Apakah bulu dan seluruh anggota tubuh anjing najis
sebagaimana air liurnya? Para ulama memiliki tiga pendapat dalam permasalahan
ini.
[Pendapat Pertama] Air liur anjing
najis, sedangkan bulunya suci.
Ini merupakan madzhab Abu Hanifah, Ahmad dalam satu
riwayat dan dikuatkan oleh Syaikhul Islam Ibnu Taimiyyah rahimahumullah. Mereka
berdalil dengan hadits-hadits berikut:
1. Hadits Abu Hurairah radhiyallahu ‘anhu secara marfu’[1],
طهور إناء أحدكم إذا ولغ فيه الكلب أن
يغسله سبع مرات ، أولاهن بالتراب
“Cara mensucikan bejana salah seorang kalian ketika
dijilat oleh anjing adalah dengan dicuci tujuh kali, salah satunya dengan
tanah.”[Diriwayatkan oleh Muslim no. 91 dan 279]
Ungkapan [طهور] dalam syariat bermakna mengangkat hadats atau najis.
2. Lafadz hadits [أن يغسله سبع مرات]
Ketika syariat memerintahkan untuk
mencuci bekas jilatannya, menunjukkan bahwa jilatannya adalah najis. Dikuatkan
lagi dengan perintah mengulang-ulang cuciannya sebanyak tujuh kali, Allahua’lam
mungkin hikmah dari perintah tersebut agar najisnya benar-benar telah hilang.
3. Dalam riwayat Muslim no. hadits
98 disebutkan lafadz [فليرقه] yaitu perintah untuk
menumpahkan sisa air dalam bejana bekas jilatannya.
Seandainya air tersebut tidak najis,
tentu Rasulullah shallallahu ‘alaihi wasallam tidak akan memerintahkan
untuk menumpahkannya karena hal tersebut termasuk tindakan israf (berlebih-lebihan)
dan menyia-nyiakan harta.
4. Al-Hafidz Ibnu Hajar rahimahullah
berkata dalam Fathul Bari :
وقد ثبت عن
ابن عباس التصريح بأن الغسل من ولوغ الكلب بأنه رجس
“Telah shahih dari Ibnu ‘Abbas
secara tegas bahwa sebab perintah mencuci bekas air liur anjing disebabkan
karena najis”[Dikeluarkan oleh Muhammad bin Nashr Al-Marwazi dengan sanad
shahih]
Perkataan Ibnu Abbas ini tidak
diingkari dan diselisihi oleh sahabat yang lain”

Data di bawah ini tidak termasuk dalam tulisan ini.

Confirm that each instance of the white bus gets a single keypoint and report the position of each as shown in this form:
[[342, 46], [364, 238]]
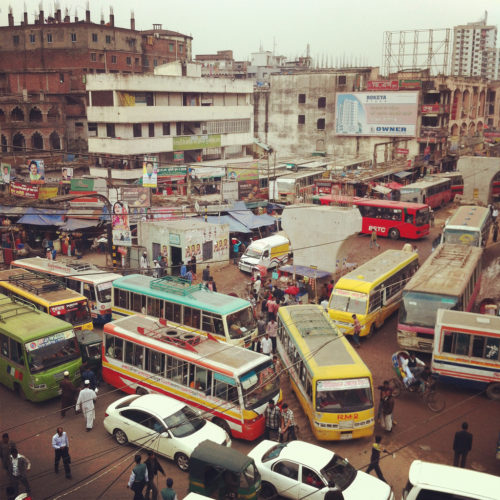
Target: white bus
[[82, 277], [469, 225], [466, 350]]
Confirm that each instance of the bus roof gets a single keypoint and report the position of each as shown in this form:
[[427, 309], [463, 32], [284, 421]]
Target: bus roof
[[210, 352], [81, 270], [446, 271], [61, 296], [368, 275], [468, 321], [23, 322], [468, 216], [320, 341], [211, 301]]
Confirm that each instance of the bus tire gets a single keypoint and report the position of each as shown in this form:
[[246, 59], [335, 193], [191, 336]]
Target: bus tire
[[493, 391], [222, 424], [393, 233]]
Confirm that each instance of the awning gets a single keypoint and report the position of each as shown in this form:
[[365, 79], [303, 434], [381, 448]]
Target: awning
[[305, 271], [402, 175]]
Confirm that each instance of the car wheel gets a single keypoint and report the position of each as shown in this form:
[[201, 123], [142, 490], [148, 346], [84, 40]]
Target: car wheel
[[267, 490], [120, 436], [182, 461]]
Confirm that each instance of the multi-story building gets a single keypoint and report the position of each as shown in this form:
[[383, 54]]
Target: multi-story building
[[54, 56], [474, 50], [173, 111]]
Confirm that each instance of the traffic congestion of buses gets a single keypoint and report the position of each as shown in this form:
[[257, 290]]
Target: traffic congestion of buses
[[189, 357]]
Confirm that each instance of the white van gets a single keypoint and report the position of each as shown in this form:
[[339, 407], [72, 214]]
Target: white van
[[267, 252], [428, 481]]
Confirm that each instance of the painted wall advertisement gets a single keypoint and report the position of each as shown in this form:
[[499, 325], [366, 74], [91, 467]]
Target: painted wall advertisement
[[387, 114]]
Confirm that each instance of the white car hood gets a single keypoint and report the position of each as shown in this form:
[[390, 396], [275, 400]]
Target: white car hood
[[366, 486]]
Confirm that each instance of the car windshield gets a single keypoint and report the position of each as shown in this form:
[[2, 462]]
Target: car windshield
[[259, 385], [53, 350], [339, 472], [104, 292], [345, 300], [184, 422], [241, 323], [345, 395], [420, 309]]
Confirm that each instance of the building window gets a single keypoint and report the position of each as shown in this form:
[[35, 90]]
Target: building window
[[137, 127], [110, 130]]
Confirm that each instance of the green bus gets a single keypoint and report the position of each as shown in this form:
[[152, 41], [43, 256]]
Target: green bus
[[35, 350]]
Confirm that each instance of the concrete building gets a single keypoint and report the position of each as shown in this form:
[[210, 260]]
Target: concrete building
[[174, 110], [474, 50], [54, 55]]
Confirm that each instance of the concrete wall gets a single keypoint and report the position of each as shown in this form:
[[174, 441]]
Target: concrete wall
[[322, 245]]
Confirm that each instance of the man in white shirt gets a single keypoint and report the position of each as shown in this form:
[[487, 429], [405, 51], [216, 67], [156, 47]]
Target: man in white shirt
[[60, 443]]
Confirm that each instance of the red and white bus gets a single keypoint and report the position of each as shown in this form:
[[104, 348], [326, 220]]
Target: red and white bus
[[395, 219], [434, 191], [231, 385]]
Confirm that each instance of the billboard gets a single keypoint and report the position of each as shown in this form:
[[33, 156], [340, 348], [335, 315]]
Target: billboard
[[383, 114]]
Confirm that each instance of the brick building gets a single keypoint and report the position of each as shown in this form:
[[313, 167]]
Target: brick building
[[48, 60]]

Mengenai bulu anjing, maka tidak ada
dalil sharih yang menyatakan najisnya sehingga dikembalikan kepada hukum
asal sesuatu yaitu suci.
[Pendapat Kedua] Air liur, bulu dan seluruh tubuh anjing najis.
Ini merupakan madzhab Asy-Syafi’i, Ahmad
dalam satu riwayat yang masyhur, Al-Auza’i, Ishaq, Abu ‘Ubaid, Malik dalam satu
riwayat dan merupakan pendapat jumhur ulama[2]
1. Mereka berdalil dengan
hadits-hadits yang dibawakan pendapat pertama, kemudian mengqiyaskan najisnya
bulu dan seluruh tubuh anjing denan najisnya air liur.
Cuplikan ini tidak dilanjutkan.